'Ban the Box' helps former incarcerated veterans get job interviews

KANSAS CITY, Mo. - Thousands of veterans now have one less hurdle to cross when applying for a job this year. Kansas City, Mo., banned employers from asking about a person's criminal history on job applications.

Kansas City removed the box earlier this year; Target just recently did the same.

Herbert Green served four years in the army and a few years later, he served five years in prison.

"Most people don't want to give felons a second chance," he said.

Eileen Bobowski with Catholic Charities of Kansas City - St. Joseph's Turnaround Program knows it happens all the time.

"In order to be reacclimated to the community, it's very important for them to find work.

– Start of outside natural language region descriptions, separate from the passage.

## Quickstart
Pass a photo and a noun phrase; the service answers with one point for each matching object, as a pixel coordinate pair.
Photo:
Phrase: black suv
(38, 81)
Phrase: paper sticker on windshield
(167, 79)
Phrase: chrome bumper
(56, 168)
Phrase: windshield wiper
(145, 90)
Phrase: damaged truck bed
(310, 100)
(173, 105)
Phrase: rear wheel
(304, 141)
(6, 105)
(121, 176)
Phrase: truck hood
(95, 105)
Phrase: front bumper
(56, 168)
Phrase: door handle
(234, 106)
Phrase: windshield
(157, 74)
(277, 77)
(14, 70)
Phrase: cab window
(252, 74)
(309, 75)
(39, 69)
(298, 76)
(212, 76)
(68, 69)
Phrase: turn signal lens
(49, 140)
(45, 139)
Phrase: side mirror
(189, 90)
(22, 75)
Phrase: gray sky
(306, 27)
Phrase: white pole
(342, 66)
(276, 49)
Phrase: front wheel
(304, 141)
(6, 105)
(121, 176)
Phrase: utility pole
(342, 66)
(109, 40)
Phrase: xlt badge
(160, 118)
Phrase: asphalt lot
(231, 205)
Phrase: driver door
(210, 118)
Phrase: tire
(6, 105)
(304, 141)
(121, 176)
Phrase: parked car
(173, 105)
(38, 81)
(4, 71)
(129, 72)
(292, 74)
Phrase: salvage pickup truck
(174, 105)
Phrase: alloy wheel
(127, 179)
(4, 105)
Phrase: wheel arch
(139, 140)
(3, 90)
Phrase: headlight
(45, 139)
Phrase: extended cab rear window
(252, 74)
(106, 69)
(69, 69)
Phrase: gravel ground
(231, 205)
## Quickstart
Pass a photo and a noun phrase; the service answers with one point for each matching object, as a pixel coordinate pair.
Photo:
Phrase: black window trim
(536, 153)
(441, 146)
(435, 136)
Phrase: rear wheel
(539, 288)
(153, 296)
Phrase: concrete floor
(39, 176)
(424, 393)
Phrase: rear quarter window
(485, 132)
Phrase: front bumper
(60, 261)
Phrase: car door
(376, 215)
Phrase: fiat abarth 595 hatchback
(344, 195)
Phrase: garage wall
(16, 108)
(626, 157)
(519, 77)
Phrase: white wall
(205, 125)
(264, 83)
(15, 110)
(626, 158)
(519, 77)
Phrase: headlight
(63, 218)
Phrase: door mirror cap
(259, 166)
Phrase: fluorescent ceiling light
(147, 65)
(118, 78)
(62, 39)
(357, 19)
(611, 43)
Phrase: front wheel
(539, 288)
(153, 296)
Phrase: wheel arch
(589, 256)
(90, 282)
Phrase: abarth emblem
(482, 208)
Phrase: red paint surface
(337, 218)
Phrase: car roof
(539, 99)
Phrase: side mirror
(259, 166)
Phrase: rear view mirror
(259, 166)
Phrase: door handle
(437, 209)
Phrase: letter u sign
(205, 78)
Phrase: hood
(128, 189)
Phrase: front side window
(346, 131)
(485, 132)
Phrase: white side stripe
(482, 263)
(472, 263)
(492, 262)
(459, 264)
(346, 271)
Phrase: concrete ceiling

That's our number one goal," Bobowski said.

Within 24 hours of getting out of jail felons arrive at the Turnaround Program. The program provides clothes, access to a food pantry and even personal hygiene items. But it doesn't stop there; landing a job for the offender is goal one with job training.

"Through their program, they gave me an opportunity to get some extensive job training," Green said. "We all make mistakes in life and everyone deserves a second chance to start over."

The U.S. Department of Justice reports in 2004, 10 percent of inmates reported serving time in the military. That number might sound like a lot, but the report also says 10 percent is actually down from 12 percent in 1997.